Early stage econ Phd student here focusing in micro theory but considering a shift/expansion into applied micro IO/health. I’ve previously learned some basic Python from a more traditional software engineering viewpoint (still beginner). Once I started to look into the scientific computing stuff (e.g. numpy) it seemed a bit awkward (np.this.that etc.) and I started looking into Julia. So far Julia seems really great for numerics but I’m still super basic and now trying to see whether to invest further in it or go back to Python.
I want to develop proficiency in microeconometric coding e.g. for health econ (and eventually data science of various sorts) as well as general numerical analysis that might come in handy for game theory. Based on the IO class I just took and this Quantecon Post from last year, it seems like the applied micro packages might be more well developed in Python. Looking long term, I’d say I’m 50-50 academia vs. industry.
Probably I’m getting a biased take on this forum, but: any thoughts on Python vs. Julia? Thanks.
Not sure if this is relevant to you, but for monte carlo style simulations, Julia will be way better. In general, Julia has much better problems where you need to write a loop than python. If you can vectorize everything, numpy will work OK (although often kind of ugly), but some problems are basically impossible to solve efficiently in python.
If you want to do structural models, which you might well do in IO/health, then the speed advantages which come w/ Julia can be quite significant. In my own structural IO/health work, I found this to be a big benefit vis-a-vis Matlab. I also found it very easy to parallelize important parts of my estimation and counterfactuals, which is also obviously a huge plus if you have access to a Big Machine somewhere at your university.
By revealed preference, the fact that a bunch of senior people in the field are investing their time in learning Julia is a good signal. (There are also juniors and JMCs who are working in the language too.)
In the end if you decide to do something “really structural” in an IO sense (BBL, a Rust model, whatever), you are going to have to program a lot of it from scratch yourself, so there is not much chance you’ll find a well-developed package for any part of the estimation in Python or any language. (BLP is an exception now that PyBLP exists, but you probably aren’t going to do ‘plain vanilla’ BLP in your JMP, so you may need to write your own programs there anyway.) In that case the speed of development, speed of debugging and speed of execution of what you write are all going to matter a lot and that’s an area where I think Julia really shines.
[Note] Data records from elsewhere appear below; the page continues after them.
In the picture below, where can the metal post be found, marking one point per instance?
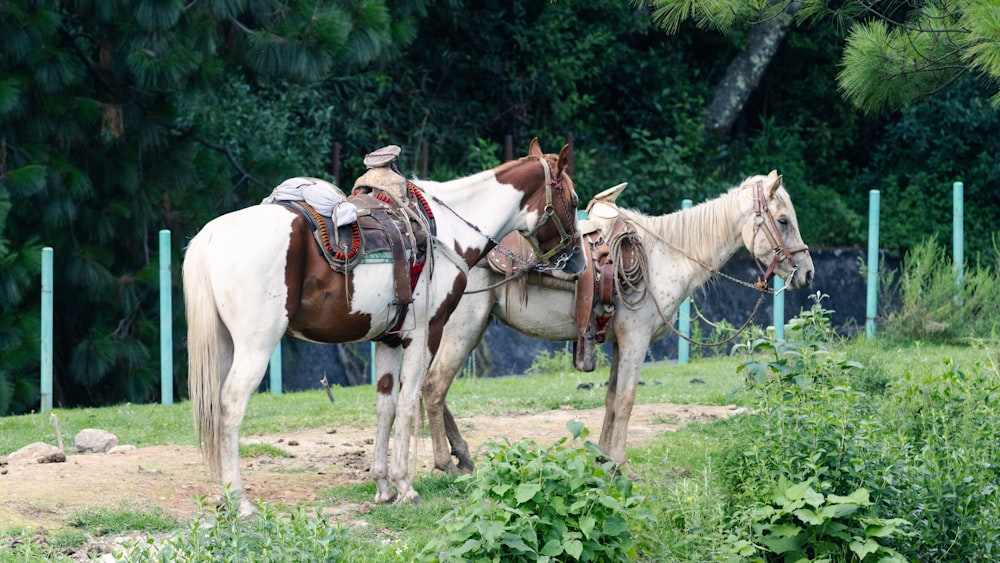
(872, 301)
(958, 230)
(684, 318)
(46, 384)
(275, 368)
(779, 308)
(166, 322)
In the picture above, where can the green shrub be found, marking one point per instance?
(529, 503)
(804, 525)
(219, 534)
(936, 306)
(802, 356)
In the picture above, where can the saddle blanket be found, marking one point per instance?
(323, 196)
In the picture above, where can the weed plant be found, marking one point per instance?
(920, 452)
(938, 304)
(219, 534)
(531, 503)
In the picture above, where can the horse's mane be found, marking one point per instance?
(696, 230)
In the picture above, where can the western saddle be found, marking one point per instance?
(385, 220)
(610, 247)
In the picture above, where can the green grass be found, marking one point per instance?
(671, 467)
(355, 406)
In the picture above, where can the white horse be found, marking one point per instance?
(252, 275)
(681, 251)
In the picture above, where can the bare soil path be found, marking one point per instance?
(169, 477)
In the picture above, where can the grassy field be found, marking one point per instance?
(355, 406)
(679, 462)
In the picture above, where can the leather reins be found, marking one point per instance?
(764, 220)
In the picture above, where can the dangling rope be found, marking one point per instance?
(629, 280)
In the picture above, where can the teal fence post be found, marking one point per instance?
(872, 300)
(166, 322)
(779, 308)
(684, 318)
(46, 359)
(958, 230)
(275, 370)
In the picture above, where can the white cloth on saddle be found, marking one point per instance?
(323, 196)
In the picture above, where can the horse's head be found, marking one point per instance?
(552, 226)
(772, 236)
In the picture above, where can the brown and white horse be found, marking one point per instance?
(681, 251)
(255, 274)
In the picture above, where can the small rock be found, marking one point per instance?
(94, 440)
(33, 451)
(57, 457)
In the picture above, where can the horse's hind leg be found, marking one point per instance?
(459, 447)
(626, 365)
(245, 375)
(386, 395)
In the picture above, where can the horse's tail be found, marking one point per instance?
(205, 339)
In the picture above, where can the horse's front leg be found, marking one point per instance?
(454, 349)
(459, 447)
(387, 365)
(243, 378)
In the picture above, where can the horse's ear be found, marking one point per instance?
(774, 181)
(565, 159)
(534, 149)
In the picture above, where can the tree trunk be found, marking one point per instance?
(744, 72)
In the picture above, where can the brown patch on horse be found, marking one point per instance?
(384, 386)
(317, 294)
(440, 317)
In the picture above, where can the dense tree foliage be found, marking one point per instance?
(98, 154)
(122, 117)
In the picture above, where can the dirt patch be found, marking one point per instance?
(169, 477)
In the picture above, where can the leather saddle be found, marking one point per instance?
(373, 225)
(609, 249)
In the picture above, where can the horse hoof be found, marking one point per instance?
(448, 469)
(410, 498)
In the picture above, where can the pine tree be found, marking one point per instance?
(100, 147)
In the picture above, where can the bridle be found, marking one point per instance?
(764, 221)
(544, 259)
I have found most of the ML I need in pre-written Julia packages which run well and work. There might be (I really don’t know) more available in Python or things might be available “sooner”, but whatever you need I think you can find. Or, frankly, it is easy enough to write your own.
But to another point you made: yes, you will absolutely get a biased sample from this forum! (It is possible to be biased and correct though!)
If you need a specific Python package, it is quite easy to call Python code from Julia or vice-versa using PyCall.jl (or pyjulia).
I guess my question would be “Why do you want to develop proficiency in microeconometric coding?” Is this just for something fun to do or to make the professor happy? Then Julia would probably be fine, and the code would probably execute faster.
Are you trying to build your resume? Then Python might be better, at least more people have probably heard of python. I’m not in that field, so I don’t know if Julia has made serious inroads there.
You might just want to look at what packages are available, play with those packages to see which are better for you, and choose the language based on that. I don’t think coding in Python is any easier or harder than coding in Julia.
If you’re interested in doctoral studies, then you’ll most likely end up programming yourself more than using packages. For that Julia is certainly an excellent and highly productive language. For masters level studies focused on applied work, using packages is perhaps the way to go, and it may be that other languages still have an advantage, depending on what sort of work you’re interested in doing.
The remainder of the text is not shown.